One of the risks of owning property, doing business, or, indeed, of simply living and breathing in today’s world is that you will one day be sued and have a judgment entered against you. Don’t get lulled into believing that just because you never have been sued, you never will be. Moreover, just because you live an honest life and have insurance doesn’t mean that you are judgment-proof. Gaps in insurance coverage and unforeseeable circumstances beyond your control can still expose you to personal liability. If you are wise, you will take a few relatively simple steps to protect your assets against such an eventuality, however remote it may seem.

What Doesn’t Work

A common myth is that transferring your assets to a revocable living trust shields them from creditors. While such trusts offer great benefits in terms of avoiding probate, they offer no personal liability protection. Transferring assets into the name of a third party, such as a friend, spouse, or other relative, also usually doesn’t work.
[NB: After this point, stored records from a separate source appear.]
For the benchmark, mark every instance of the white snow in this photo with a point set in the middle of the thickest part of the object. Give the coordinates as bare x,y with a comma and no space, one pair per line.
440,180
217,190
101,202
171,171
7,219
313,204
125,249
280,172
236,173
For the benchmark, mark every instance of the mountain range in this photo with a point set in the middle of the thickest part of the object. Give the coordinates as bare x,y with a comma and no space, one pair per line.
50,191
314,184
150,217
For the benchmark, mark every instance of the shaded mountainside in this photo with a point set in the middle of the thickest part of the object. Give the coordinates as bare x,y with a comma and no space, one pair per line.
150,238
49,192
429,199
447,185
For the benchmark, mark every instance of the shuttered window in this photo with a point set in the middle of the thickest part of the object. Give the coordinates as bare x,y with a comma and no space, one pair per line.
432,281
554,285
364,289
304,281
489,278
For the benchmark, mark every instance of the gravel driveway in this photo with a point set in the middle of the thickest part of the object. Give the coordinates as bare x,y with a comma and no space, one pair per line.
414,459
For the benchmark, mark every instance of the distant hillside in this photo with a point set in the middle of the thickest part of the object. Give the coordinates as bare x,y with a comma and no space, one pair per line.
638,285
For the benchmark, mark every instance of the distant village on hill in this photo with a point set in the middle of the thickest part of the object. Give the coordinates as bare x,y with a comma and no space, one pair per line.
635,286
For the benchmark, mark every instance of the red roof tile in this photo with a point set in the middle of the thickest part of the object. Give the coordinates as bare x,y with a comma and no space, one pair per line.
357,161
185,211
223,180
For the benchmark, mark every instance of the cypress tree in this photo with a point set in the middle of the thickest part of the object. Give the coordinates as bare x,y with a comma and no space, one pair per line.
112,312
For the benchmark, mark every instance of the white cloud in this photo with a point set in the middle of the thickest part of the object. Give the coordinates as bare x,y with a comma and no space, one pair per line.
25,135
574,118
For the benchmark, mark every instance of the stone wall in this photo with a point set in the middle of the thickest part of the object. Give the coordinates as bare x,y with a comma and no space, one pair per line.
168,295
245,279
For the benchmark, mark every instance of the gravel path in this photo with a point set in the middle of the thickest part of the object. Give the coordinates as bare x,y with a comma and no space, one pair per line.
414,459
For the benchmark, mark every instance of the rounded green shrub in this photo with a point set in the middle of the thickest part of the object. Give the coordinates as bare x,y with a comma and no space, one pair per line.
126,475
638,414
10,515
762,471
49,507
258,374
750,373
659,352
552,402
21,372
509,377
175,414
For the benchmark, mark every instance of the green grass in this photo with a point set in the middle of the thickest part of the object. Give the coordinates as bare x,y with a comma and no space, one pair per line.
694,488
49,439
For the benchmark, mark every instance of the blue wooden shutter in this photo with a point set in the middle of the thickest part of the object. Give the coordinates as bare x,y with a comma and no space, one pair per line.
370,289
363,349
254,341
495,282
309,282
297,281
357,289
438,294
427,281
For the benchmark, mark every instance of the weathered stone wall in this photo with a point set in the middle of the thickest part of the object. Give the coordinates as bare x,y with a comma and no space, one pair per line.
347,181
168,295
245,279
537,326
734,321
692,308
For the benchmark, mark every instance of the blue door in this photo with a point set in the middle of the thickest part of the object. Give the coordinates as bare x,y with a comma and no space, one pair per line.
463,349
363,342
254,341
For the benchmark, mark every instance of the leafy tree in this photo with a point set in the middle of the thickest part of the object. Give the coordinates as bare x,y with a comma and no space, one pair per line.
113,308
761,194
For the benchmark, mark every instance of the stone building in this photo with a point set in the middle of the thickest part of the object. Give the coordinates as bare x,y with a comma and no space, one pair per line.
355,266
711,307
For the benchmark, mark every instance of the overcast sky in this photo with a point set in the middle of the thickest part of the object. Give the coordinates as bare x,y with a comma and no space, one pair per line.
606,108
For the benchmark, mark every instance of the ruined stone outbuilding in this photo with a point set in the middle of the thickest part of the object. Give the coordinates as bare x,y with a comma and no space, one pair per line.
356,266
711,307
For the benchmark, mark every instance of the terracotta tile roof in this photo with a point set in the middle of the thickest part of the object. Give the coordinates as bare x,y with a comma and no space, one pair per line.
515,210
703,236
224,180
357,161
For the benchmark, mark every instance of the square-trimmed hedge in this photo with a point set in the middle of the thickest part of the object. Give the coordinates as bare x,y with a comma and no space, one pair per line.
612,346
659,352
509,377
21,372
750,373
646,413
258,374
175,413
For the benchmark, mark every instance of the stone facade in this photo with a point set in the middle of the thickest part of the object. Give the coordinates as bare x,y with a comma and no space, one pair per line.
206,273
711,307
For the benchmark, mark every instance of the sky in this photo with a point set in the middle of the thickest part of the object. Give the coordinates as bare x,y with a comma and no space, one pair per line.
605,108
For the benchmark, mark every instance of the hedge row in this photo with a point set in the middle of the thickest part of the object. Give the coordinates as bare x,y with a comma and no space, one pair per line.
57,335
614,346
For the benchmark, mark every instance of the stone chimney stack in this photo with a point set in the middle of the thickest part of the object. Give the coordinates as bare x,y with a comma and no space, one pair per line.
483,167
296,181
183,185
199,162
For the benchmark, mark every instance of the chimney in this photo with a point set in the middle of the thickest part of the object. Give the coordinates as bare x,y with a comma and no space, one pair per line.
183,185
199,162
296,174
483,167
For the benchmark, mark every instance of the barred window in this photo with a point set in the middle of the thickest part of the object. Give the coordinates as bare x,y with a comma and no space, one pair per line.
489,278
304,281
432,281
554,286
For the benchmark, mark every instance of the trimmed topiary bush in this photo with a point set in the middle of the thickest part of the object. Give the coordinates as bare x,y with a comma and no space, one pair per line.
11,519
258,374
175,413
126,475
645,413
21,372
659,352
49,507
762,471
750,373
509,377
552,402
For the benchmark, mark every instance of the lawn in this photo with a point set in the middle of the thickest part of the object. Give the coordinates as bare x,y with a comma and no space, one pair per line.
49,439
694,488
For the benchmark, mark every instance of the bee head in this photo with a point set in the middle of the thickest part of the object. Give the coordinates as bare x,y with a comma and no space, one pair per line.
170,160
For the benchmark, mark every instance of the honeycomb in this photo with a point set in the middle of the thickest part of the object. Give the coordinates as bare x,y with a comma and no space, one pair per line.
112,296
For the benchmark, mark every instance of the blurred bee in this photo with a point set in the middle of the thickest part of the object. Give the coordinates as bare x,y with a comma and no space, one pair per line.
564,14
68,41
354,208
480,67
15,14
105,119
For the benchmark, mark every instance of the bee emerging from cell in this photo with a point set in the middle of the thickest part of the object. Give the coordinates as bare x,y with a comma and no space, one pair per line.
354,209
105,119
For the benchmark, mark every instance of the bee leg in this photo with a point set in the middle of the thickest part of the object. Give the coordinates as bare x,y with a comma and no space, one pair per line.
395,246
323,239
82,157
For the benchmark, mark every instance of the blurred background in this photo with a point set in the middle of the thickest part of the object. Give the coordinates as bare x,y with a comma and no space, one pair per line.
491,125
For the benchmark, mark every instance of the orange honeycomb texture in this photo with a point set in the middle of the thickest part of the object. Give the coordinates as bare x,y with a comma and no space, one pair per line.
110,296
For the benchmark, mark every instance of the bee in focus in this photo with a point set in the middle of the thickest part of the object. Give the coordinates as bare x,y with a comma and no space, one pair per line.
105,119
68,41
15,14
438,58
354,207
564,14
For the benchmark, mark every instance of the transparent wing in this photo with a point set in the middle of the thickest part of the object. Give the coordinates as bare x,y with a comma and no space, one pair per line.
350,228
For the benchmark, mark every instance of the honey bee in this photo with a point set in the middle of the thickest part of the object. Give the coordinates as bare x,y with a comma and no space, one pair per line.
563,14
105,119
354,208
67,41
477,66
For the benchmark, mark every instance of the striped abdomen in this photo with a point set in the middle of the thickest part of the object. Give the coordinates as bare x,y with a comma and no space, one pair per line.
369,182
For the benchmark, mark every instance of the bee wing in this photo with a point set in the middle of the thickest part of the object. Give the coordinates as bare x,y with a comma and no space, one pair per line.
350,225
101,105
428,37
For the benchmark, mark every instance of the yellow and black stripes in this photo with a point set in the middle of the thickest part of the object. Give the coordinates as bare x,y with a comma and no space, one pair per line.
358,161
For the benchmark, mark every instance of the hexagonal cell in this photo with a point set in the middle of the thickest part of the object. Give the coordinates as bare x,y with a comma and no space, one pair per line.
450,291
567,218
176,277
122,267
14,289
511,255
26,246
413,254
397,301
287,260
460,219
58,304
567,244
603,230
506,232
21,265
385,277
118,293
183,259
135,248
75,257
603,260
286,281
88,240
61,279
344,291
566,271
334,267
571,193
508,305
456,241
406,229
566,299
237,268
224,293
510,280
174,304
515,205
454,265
Not only are such transfers easy to set aside as fraudulent conveyances, you also run the risk that your trusted friend or relative will run off with your assets.

What Does Work

Holding your assets in one or more limited-liability entities is a proven and legitimate strategy for protecting them from potential judgment creditors. This is particularly important for income-producing or high-risk assets such as businesses, automobiles and rental properties. LLCs and a wide variety of corporate, limited partnership, and irrevocable trust variations offer such protection.
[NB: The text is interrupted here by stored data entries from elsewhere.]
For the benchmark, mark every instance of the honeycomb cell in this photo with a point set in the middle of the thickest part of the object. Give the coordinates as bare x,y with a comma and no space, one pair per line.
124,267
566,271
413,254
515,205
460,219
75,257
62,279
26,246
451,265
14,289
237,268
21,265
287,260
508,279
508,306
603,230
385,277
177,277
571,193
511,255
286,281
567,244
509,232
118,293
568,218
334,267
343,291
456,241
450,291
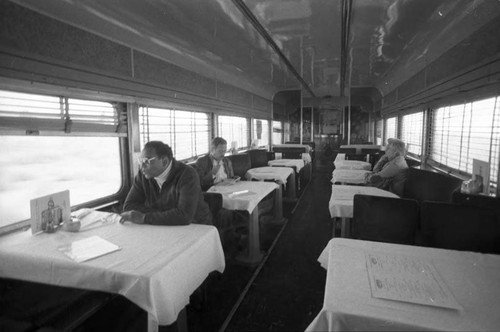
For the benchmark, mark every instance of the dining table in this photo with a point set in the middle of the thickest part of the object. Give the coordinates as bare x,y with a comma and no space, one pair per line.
347,176
245,196
341,204
376,286
155,267
284,176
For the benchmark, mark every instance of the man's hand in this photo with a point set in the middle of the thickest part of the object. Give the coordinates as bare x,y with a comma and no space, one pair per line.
215,169
133,216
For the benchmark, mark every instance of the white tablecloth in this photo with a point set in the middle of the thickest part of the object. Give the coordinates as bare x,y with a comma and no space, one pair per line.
358,147
352,164
297,163
157,267
243,195
473,280
349,176
307,148
279,174
341,200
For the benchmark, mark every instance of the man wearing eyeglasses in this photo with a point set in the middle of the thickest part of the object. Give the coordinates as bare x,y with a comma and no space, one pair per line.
165,191
214,167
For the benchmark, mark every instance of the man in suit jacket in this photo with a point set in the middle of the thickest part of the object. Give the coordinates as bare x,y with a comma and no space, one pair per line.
165,191
214,167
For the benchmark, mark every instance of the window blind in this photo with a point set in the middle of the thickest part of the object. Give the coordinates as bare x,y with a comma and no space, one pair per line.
277,132
186,132
261,132
37,113
390,129
412,126
461,133
234,129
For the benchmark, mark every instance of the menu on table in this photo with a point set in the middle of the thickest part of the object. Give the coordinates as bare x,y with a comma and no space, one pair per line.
88,248
408,279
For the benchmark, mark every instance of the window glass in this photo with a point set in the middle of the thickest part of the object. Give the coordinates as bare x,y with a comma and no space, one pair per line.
379,132
234,129
277,132
70,144
411,132
34,166
186,132
390,128
260,132
461,133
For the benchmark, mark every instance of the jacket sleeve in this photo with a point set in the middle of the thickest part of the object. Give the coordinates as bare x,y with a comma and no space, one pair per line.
392,168
188,191
229,168
136,196
204,171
Nevada’s homestead exemption affords Nevada residents up to $350,000 in home equity protection and only takes about 5 minutes to file, so you would be a fool indeed not to take advantage of this opportunity. Up to $500,000 held in qualified retirement plans, such as 401(k)’s, individual IRA’s, and various pension and profit-sharing plans, are also exempt from judgment liens. 529 education plans provide some asset protection as well.

To determine which of the many available asset protection strategies are right for you and your property, seek the advice of qualified professionals, including your CPA, financial planner, and attorney.